計算上での考え方は「前年比で基準価額がマイナス5%とすると、1年後・2年後・3年後も5%ずつ減額した場合、3年分の分配金を足すと元金の100万円を超えているか否か?」
※増減率は1年前の基準価額から現在まで何%下落したか?を表す。一般的な騰落率とは異なる数値。

商品名 大和投信
ブラジル
ボンド
レッグメイソン
ブラジル国債
ファンド
新光投信
ブラジル債券
ファンド
大和投信
ブラジル
レアル債
UBS
ブラジルレアル債券
投信
基準価額 8,005円 6,883円 7,700円 8,243円 6,482円
増減率 -9.2% -17.2% -25.9% -9.0% -6.3%
手数料 1.5% 2.0% 3.0% 3.0% 3.5%
信託報酬 1.40% 1.62% 1.26% 1.40% 1.62%
信託財産
留保額
0% 0% 0% 0% 0.5%
分配利回り 16.6% 12.3% 21.3% 16.1% 4.9%
3年分の
利益額
482,633円 349,822円 610,122円 452,031円 105,784円
100万で
3年運用
※基準価額増減考慮
1,230,787円 917,036円 1,017,269円 1,206,212円 928,378円
最終予想
利回り
7.17% -2.85% 0.57% 6.45% -2.45%
ブラジル債券型投資信託の比較表(大和投信ブラジル・ボンド・オープン毎月決算型・レッグメイソン ブラジル国債ファンド・新光投信ブラジル債券ファンド・大和投信ブラジル レアル債・UBSブラジルレアル債券投信)
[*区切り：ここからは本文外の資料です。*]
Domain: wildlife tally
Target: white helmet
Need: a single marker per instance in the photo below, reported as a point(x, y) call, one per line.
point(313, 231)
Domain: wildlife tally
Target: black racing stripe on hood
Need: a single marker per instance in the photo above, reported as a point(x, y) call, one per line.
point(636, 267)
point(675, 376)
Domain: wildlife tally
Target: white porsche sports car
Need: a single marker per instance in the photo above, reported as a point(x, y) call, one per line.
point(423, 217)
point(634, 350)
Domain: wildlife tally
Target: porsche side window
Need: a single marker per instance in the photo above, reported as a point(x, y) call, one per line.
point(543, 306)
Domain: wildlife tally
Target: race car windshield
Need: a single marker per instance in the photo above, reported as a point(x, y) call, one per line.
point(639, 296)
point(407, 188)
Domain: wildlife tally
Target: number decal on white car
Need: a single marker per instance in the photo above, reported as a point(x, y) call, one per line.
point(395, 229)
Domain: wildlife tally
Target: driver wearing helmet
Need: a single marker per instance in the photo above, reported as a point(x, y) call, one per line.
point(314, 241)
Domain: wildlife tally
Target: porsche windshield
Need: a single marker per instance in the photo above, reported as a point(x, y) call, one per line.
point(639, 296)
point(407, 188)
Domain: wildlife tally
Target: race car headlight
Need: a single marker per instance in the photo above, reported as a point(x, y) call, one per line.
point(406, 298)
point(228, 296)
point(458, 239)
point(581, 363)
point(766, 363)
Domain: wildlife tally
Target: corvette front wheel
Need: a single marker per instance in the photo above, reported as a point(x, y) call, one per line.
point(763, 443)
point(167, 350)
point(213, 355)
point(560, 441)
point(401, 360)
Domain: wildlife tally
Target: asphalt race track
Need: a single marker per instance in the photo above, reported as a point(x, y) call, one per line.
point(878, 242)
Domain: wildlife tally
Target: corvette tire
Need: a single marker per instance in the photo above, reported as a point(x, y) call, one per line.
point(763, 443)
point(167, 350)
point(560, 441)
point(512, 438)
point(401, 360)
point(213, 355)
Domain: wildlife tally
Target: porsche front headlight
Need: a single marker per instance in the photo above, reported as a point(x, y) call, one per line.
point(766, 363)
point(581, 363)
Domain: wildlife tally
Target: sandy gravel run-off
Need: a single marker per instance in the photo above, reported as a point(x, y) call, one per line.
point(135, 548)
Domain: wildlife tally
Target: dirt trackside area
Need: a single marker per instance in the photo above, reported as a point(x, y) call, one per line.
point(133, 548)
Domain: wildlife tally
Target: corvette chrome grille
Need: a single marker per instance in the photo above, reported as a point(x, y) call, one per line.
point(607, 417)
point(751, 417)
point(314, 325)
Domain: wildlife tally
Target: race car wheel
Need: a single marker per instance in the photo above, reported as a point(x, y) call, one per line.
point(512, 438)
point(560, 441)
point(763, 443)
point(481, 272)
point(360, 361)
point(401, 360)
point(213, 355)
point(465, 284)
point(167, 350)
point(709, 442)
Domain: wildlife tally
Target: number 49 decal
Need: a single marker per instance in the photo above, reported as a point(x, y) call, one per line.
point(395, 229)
上図の通り「UBSブラジルレアル債券投信」は、1年前の基準価額は6,918円で、現在の6,482円まで6%程度しか下落していないのは優秀だ。しかし、冒頭で述べたように分配金が減額されたのも影響し、分配利回りは5%と、他社ブラジル債投信とは比較にならない程に低い数字だ。結果、基準価額の下落を加味して分配金を利益と考えると、最終予想利回りではマイナス(赤字)になる計算だ。累積投資額の1年の騰落率でもマイナス9%と伸びが鈍化している。数字面では非常に厳しい結果となった。

最後に結論だが、純資産も既に細り、直近で分配金減額もあったが更なる減額も予見される。そのため、これからの購入はオススメできそうにない。ブラジル債券型投信で検討中なら、純資産が5,000億円でトップの大和投信のブラジルボンドを、まずは検討したい。クレディスイスなら手数料も1.5%と低く、乗り換えるにも悪くない。現在保有中の人は、乗り換え候補の投信が見つかり次第、もしくは頃合を見計らって解約・乗り換えをするのが賢明だろう。